Based off of this, I think we could do something like:
if not gcc or align_bytes > 16:
alloca extra space and align manually
use gcc alloca
I have no idea about alignment on CPUs that aren't x86 or x86_64 though, and I haven't looked into how other compilers (such as icc) behave. The non-fragile thing to do would just always use the "alloca extra space and manually align" method.
> The non-fragile thing to do would just always use the "alloca extra space
> and manually align" method.
Indeed, this seems to be the most reasonable choice.
I experimented a bit, and found that if we replace (simplified):
(alloca(size+16) &~15) + 16;
(alloca(size+15) + 15) & ~15;
then GCC is smart enough to produce no extra overhead (except for very few additional bytes on the stack).
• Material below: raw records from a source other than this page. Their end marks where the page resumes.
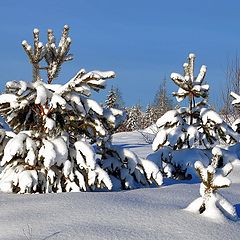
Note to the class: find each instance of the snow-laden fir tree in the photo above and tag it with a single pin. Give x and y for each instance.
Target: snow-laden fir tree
(194, 126)
(60, 135)
(211, 203)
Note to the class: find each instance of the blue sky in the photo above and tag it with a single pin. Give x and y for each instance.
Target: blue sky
(143, 41)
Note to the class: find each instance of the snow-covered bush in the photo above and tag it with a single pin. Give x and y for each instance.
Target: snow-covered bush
(195, 126)
(61, 137)
(211, 203)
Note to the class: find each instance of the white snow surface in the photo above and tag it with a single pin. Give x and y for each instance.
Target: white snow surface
(147, 213)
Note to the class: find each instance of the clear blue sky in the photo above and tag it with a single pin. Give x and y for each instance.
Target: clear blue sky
(141, 40)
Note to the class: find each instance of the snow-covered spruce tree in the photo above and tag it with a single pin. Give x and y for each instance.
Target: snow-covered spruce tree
(211, 204)
(195, 126)
(55, 126)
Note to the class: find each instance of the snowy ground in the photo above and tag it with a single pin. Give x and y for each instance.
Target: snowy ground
(155, 213)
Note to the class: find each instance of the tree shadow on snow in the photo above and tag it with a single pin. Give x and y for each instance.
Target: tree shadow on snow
(131, 145)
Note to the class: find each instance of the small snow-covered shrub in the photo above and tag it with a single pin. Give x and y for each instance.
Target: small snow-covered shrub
(211, 204)
(196, 126)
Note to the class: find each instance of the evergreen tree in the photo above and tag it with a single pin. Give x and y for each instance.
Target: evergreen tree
(211, 204)
(55, 126)
(196, 125)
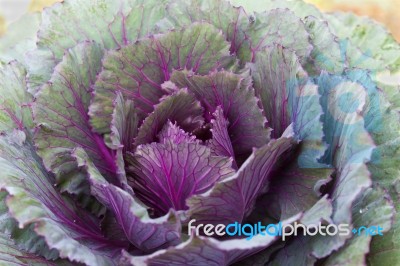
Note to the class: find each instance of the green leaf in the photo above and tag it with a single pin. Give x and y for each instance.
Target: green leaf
(234, 94)
(180, 107)
(232, 199)
(108, 22)
(33, 200)
(374, 208)
(145, 233)
(139, 69)
(288, 96)
(15, 112)
(199, 250)
(61, 111)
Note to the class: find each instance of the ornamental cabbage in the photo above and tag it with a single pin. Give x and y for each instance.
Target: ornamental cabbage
(121, 121)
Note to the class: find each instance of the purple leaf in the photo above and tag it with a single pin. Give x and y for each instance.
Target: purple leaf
(138, 70)
(234, 94)
(61, 112)
(165, 175)
(221, 144)
(200, 250)
(293, 190)
(181, 108)
(174, 134)
(233, 198)
(143, 232)
(34, 201)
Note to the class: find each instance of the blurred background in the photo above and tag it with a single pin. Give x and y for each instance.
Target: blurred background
(385, 11)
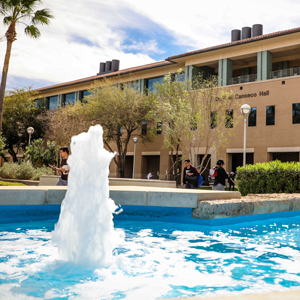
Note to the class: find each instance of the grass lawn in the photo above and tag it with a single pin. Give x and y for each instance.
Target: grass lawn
(4, 183)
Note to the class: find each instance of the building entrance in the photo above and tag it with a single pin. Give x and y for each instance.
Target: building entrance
(285, 156)
(151, 163)
(128, 166)
(237, 160)
(206, 165)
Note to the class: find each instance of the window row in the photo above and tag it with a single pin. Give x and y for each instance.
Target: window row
(52, 103)
(270, 115)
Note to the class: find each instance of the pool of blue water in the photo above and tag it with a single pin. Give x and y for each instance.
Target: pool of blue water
(156, 260)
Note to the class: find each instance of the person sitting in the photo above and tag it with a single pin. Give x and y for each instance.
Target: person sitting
(64, 167)
(150, 175)
(190, 176)
(219, 183)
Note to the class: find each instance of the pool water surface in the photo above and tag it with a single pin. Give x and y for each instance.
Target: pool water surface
(156, 260)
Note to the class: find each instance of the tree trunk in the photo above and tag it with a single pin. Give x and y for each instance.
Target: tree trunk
(13, 154)
(10, 37)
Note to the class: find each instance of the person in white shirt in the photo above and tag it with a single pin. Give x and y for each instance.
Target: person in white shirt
(150, 175)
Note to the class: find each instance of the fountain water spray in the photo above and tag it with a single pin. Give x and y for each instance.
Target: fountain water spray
(85, 231)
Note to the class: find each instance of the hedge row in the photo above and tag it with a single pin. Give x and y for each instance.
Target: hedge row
(270, 177)
(23, 171)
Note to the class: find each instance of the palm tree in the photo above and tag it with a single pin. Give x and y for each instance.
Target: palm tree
(19, 11)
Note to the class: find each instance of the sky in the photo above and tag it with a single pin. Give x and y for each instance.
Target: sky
(84, 33)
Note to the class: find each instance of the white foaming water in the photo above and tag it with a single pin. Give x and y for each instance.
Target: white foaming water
(85, 231)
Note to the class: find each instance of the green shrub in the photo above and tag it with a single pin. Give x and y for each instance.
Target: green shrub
(271, 177)
(23, 171)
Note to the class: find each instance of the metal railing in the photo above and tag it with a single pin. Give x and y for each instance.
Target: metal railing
(285, 72)
(243, 79)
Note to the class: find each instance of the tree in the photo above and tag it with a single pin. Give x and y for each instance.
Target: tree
(120, 110)
(18, 11)
(195, 115)
(40, 154)
(19, 113)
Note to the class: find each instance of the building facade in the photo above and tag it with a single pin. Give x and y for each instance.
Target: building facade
(261, 70)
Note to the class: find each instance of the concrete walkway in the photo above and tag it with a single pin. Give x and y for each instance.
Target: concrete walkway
(123, 195)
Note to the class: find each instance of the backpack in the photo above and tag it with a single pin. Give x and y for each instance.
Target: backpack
(200, 180)
(215, 172)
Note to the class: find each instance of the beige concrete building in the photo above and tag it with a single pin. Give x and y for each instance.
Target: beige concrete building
(262, 70)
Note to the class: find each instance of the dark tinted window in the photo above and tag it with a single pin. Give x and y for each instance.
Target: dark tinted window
(213, 119)
(69, 98)
(252, 117)
(144, 128)
(151, 82)
(296, 113)
(229, 118)
(53, 102)
(270, 115)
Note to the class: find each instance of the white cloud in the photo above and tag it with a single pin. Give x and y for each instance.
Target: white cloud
(148, 47)
(84, 33)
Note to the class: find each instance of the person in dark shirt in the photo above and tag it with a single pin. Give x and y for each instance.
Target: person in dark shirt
(190, 176)
(219, 184)
(231, 181)
(64, 168)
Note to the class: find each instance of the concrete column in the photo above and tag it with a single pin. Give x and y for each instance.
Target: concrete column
(227, 70)
(220, 72)
(188, 73)
(60, 100)
(259, 66)
(142, 85)
(77, 96)
(264, 65)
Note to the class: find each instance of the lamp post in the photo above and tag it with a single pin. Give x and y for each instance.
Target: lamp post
(245, 110)
(30, 131)
(135, 139)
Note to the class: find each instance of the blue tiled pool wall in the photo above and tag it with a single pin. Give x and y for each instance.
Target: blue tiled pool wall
(28, 213)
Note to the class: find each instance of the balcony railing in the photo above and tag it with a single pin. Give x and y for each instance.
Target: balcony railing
(285, 72)
(243, 79)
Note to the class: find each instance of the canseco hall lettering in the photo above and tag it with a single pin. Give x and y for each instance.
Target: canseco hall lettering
(252, 95)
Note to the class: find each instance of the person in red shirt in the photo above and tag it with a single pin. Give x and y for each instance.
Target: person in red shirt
(190, 176)
(64, 168)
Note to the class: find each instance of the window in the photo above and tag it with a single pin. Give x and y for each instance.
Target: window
(159, 128)
(83, 94)
(296, 113)
(41, 103)
(213, 119)
(252, 117)
(229, 118)
(151, 82)
(69, 98)
(52, 102)
(144, 128)
(180, 77)
(194, 124)
(270, 115)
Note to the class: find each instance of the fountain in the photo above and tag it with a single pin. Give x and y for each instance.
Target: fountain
(85, 232)
(87, 258)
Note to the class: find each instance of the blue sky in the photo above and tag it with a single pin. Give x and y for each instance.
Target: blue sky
(85, 33)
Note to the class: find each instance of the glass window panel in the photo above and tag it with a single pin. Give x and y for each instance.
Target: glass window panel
(53, 102)
(296, 113)
(270, 115)
(252, 117)
(213, 119)
(69, 98)
(180, 77)
(83, 94)
(159, 128)
(153, 81)
(144, 128)
(229, 118)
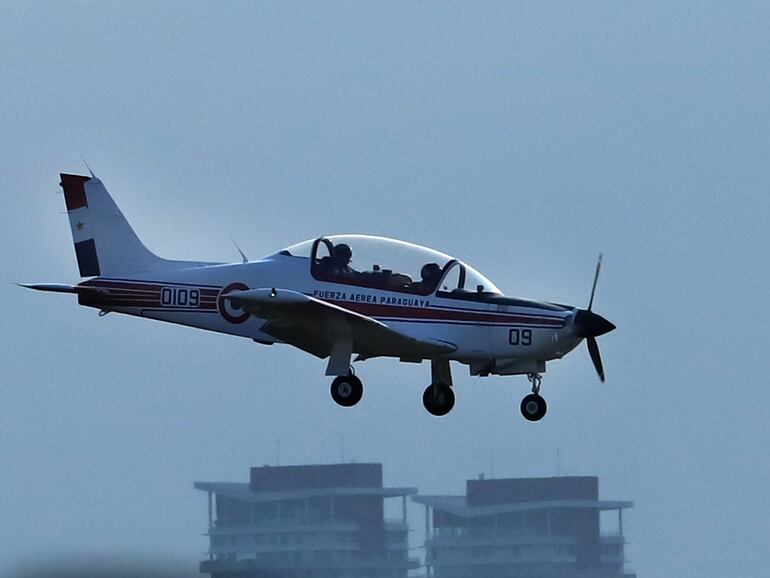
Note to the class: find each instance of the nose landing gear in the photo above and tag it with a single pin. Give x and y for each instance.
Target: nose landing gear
(533, 407)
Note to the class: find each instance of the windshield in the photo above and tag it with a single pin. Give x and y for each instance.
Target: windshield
(384, 263)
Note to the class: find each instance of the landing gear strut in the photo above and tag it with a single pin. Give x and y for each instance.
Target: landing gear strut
(533, 407)
(347, 390)
(439, 399)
I.e., if x is already aligned, (x + 15)&~15 is a NOP.
Given that, I agree on always using the safe path.
If that works on your system(s) as well, we can back-port to 3.2
Unfortunately, with EIGEN_ALIGN_BYTES=32, GCC still produces a slightly sub-optimal:
leal 15(%esp), %edx
andl $-16, %edx
addl $31, %edx
andl $-32, %edx
instead of the equivalent:
leal 31(%esp), %edx
andl $-32, %edx
But that is only a minor gcc-optimization problem, we can hardly circumvent.
This works on my system and seems like it should work on every system as a method of getting aligned pointers.
I personally don't need a back-port to 3.2, so its completely up to you if this bug is serious enough to warrant a back-port.